We went to the 30th back in 2001, and I expected this to be like that. Boy, was I wrong.
That time, back in 2001, we were in our late forties, old youngsters. Even with added weight and grayer/lesser hair, the faces and forms were that of our youth. This time, we were verging on sixty, making us young oldsters. In those ten years we were not just a little heavier still, or more bald, or even more wrinkled, we looked less like who we were in the past and more like who will will be in the future.
Now, I could go on about how the fifties are when all our misdeeds show up. Those who had loved the sun or smoked or did both looked far older than others. Lord knows that menopause changes women in all sorts of ways. And some just got a set of genes that put them on the fast track to geezerdom.
But what struck me is that we are done with youth. In some ways that is a bit sad, but in fact it is a great gift. The cliques and claques that were so important back then are gone now. The girls who would never have looked at me forty years ago were delighted to see me this time, and the boys who strutted and smirked now lumbered and smiled.
A tenderness pervaded the place, as we all tried to recognize faces we once adored or feared, cupped our ears against the din of the DJ, adjusted our glasses, or otherwise accommodated our age. No one had any advantage over another. No status or prestige was at stake.
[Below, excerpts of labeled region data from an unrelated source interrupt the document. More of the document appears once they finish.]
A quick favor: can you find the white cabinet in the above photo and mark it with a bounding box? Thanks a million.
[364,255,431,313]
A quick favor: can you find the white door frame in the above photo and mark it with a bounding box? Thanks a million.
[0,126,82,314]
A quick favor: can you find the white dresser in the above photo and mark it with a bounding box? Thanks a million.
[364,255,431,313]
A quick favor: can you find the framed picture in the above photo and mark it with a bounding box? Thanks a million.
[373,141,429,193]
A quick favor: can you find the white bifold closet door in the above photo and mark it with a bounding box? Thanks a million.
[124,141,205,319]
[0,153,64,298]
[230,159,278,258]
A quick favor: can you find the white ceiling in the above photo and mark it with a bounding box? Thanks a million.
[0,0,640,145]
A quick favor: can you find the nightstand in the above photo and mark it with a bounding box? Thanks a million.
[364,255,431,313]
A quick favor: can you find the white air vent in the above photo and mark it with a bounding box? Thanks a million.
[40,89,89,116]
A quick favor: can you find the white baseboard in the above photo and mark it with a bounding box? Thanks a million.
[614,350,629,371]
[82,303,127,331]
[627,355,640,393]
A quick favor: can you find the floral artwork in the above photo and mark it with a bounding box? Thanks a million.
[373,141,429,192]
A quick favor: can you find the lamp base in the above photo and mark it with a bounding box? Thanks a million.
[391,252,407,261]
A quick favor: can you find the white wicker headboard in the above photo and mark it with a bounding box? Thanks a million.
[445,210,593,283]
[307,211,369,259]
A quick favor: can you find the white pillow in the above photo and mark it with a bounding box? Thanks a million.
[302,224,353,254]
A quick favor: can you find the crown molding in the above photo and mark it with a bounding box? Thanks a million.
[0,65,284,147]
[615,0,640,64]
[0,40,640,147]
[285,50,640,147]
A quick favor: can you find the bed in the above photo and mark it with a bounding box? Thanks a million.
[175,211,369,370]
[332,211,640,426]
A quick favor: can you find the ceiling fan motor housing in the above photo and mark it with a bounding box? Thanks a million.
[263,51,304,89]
For four hours we forgave what we had not already forgot.
We think life a struggle, and in some ways it is - from finding a mate, to finding a job, to climbing the economic ladder as far as we can. But like boxers who finally tire out, we eventually stop punching at life and find ourselves clinging to it just to stand up. The adversary becomes the intimate.
We leaned upon each other that night, remembering our youth and bidding it farewell. We realized these were the only ones left who knew us then, in all our glory and shame. And without words, we fell in love with who we are more than who we were.